Jim Cistaro
Subject Re: replace dead node? " token -1 "
Wed, 15 Aug 2012 17:31:25 GMT
I have not viewed the code, but it would seem that replace_token does not "remove token", because
that would spread the data and then "unspread" it when the new node joins.  But like I said,
I have not read the code.

>From our standpoint, we want the tokens to stay the same when possible due to the way
our backups are tagged.

As for "old nodes staying around", you are correct, we never remove token (because we replace
node for that same token) and the gossip-ing keeps knowledge of that old node.

Sorry if this explanation is not that clear.  This issue is a little unclear and we are dealing
wth it from an ops POV rather than a dev understanding of the code.

As for the attractiveness of the T-1 approach.  If you don't have the need for token consistency,
then it might be more attractive for you.  We don't use it, so I cannot say if that approach
has any issues, etc.


Yang
Reply-To: <<>>
Wed, 15 Aug 2012 02:00:55 -0700
To: <<>>
Subject: Re: replace dead node? " token -1 "

considering there is this minor "old node hanging around" issue, would the old T-1 approach
sound more attractive?
that way you don't necessarily have to remove the dead token immediately, but could come back
the next day, or even a week  later. T-1 would behave essentially the same in terms of partitioning
the data range.


Yang
ok,  I see, the cassandra.replace_token  setting essentially  executes the manual removeToken
step. so the dead node should be removed.

is this the "old node hanging around" issue that you described?
looks this JIRA is fixed in 1.0x already, so it's another issue?


Yang

thanks a  lot for the info.

when you say "old nodes sometimes hanging around as "unreachable nodes" when describing cluster",
you mean after the new node boots up and assumes ownership of the same token, you have not
manually run nodetool removeToken, right? this kind of makes sense --- since it seems that
the membership being gossiped around still contains the dead node (which is represented by
a different AWS internal ip), though the same token is being associated to both dead and new
nodes ??? I'm getting a bit confused here....

I think previously when I boot up a new node with the same token, while the old host is dead,
the other nodes on the
ring says something like "this token xxxxxx is already owned by old_node_ip_here,...... ".
 I don't remember exactly the behavior now, that's why I'm cautious of using T instead of

I'm doing more tests to confirm this behavior


Jim Cistaro
We use priam to replace nodes using replace_token.  We do see some issues (currently on 1.0.9,
as well as earlier versions) with replace_token.

Apparently there are some known issues with replace_token.  We have experienced the old nodes
sometimes hanging around as "unreachable nodes" when describing cluster.  Also, we have experienced
problems where moving the new node causes the old "replaced" node to resurrect for the token
that was outgoing during the move.

You can notice these old nodes hanging around in logs.  You will see messages like: (line 1020) Nodes /<old_ip> and /<new_ip> have the same token
NNNNNNNNNN.  Ignoring /<old_ip>.

We have then had to "nt removetoken" to clean things up after moves.  We are also investigating
using method unsafeAssassinateEndpoint (via jmx) to clean up some of the unreachables.

Like I said, we still use replace_token, but be aware of these possible inconveniences.

Jim Cistaro
Netflix Cassandra Operations

Yang
Reply-To: <<>>
Tue, 14 Aug 2012 21:58:30 -0700
To: <<>>
Subject: Re: replace dead node? " token -1 "

thanks Aaron, it has been a while since i last checked the code,  I'll read it to understand
it more

aaron morton
Using this method, when choosing the new <Token>, should we still use the T-1 ?
replace_token is used when you want to replace a node that is dead.

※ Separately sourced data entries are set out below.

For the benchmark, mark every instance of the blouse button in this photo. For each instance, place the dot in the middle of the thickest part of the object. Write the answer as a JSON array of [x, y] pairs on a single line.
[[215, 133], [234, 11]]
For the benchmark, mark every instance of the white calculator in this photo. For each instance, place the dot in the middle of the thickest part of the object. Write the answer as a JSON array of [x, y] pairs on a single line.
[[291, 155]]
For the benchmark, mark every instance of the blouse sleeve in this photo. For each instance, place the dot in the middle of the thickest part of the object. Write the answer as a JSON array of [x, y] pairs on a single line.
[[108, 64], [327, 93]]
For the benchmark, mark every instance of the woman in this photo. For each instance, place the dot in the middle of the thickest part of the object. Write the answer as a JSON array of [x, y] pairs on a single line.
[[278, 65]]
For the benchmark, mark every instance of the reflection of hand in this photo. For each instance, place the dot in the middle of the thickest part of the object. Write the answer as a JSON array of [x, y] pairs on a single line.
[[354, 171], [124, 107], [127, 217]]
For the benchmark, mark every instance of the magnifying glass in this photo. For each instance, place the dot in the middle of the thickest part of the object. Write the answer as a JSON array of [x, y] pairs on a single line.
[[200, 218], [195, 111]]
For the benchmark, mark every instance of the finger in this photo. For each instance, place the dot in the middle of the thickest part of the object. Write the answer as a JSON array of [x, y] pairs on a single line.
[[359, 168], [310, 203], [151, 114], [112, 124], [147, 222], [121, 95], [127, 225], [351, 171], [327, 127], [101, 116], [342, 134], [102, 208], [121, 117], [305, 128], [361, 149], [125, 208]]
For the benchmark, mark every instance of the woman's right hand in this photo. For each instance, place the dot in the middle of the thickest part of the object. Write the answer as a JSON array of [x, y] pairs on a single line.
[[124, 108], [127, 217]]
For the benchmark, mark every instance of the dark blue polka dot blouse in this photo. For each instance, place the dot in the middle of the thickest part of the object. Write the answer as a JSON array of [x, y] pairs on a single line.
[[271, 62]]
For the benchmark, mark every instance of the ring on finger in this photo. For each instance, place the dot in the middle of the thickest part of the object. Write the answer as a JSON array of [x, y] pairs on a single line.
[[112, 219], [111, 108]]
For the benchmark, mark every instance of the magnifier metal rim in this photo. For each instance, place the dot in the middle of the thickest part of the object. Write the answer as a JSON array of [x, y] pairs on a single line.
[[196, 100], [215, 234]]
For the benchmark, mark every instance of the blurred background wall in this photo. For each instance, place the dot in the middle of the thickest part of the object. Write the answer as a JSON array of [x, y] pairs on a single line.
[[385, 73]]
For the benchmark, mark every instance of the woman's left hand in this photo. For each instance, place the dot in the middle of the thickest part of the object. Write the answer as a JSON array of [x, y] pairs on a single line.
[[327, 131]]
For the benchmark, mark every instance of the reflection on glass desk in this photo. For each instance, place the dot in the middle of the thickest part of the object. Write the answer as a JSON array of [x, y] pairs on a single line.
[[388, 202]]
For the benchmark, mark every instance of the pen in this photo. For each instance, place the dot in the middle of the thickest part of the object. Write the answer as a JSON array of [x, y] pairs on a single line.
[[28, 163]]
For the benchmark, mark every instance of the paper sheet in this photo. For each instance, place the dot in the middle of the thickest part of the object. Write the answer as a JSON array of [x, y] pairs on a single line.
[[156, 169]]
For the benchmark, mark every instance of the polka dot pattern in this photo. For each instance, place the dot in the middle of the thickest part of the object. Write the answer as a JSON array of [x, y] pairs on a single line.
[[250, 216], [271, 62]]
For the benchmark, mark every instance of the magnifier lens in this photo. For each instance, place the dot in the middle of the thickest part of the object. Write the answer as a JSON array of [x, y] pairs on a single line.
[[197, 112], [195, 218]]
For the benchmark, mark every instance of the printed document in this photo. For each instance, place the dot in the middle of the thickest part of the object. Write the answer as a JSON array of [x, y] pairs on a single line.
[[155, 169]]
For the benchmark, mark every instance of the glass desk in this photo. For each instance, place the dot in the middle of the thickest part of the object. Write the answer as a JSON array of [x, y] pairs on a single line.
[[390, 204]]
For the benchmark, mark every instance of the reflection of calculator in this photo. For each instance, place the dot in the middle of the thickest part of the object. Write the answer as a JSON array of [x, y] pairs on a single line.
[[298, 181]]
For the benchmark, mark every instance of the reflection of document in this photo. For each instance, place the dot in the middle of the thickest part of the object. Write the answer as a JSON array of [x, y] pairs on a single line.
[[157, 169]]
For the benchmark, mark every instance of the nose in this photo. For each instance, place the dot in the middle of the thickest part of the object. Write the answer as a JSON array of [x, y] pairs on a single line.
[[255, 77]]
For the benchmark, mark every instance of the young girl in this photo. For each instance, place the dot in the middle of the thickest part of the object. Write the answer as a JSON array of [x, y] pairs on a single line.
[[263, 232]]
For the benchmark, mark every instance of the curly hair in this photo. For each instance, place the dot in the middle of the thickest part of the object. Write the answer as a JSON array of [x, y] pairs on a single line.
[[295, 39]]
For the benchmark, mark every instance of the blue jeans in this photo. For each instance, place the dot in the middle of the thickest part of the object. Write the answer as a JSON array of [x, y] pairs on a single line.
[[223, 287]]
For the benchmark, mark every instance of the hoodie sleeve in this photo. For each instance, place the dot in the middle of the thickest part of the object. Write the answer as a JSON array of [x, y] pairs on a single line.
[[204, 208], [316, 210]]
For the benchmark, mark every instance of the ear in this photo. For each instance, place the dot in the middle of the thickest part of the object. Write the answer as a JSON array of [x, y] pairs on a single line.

In this case the dead
node will be identified by its token.

if so, would the duplicate token (same token but different ip) cause problems?
If the nodes are bootstrapping an error is raised.
Otherwise the token ownership is passed to the new node.


Aaron Morton
Freelance Developer

Yang

previously when a node dies, I remember the documents describes that it's better to assign
T-1 to the new node,
where T was the token of the dead node.

the new doc for 1.x here

shows a new way to  pass in cassandra.replace_token=<Token>
for the new node.
Using this method, when choosing the new <Token>, should we still use the T-1 ?

Also in Priam code:

line 148, it does not seem that Priam does the "-1" thing, but assigns the original token
T to the new node.
if so, would the duplicate token (same token but different ip) cause problems?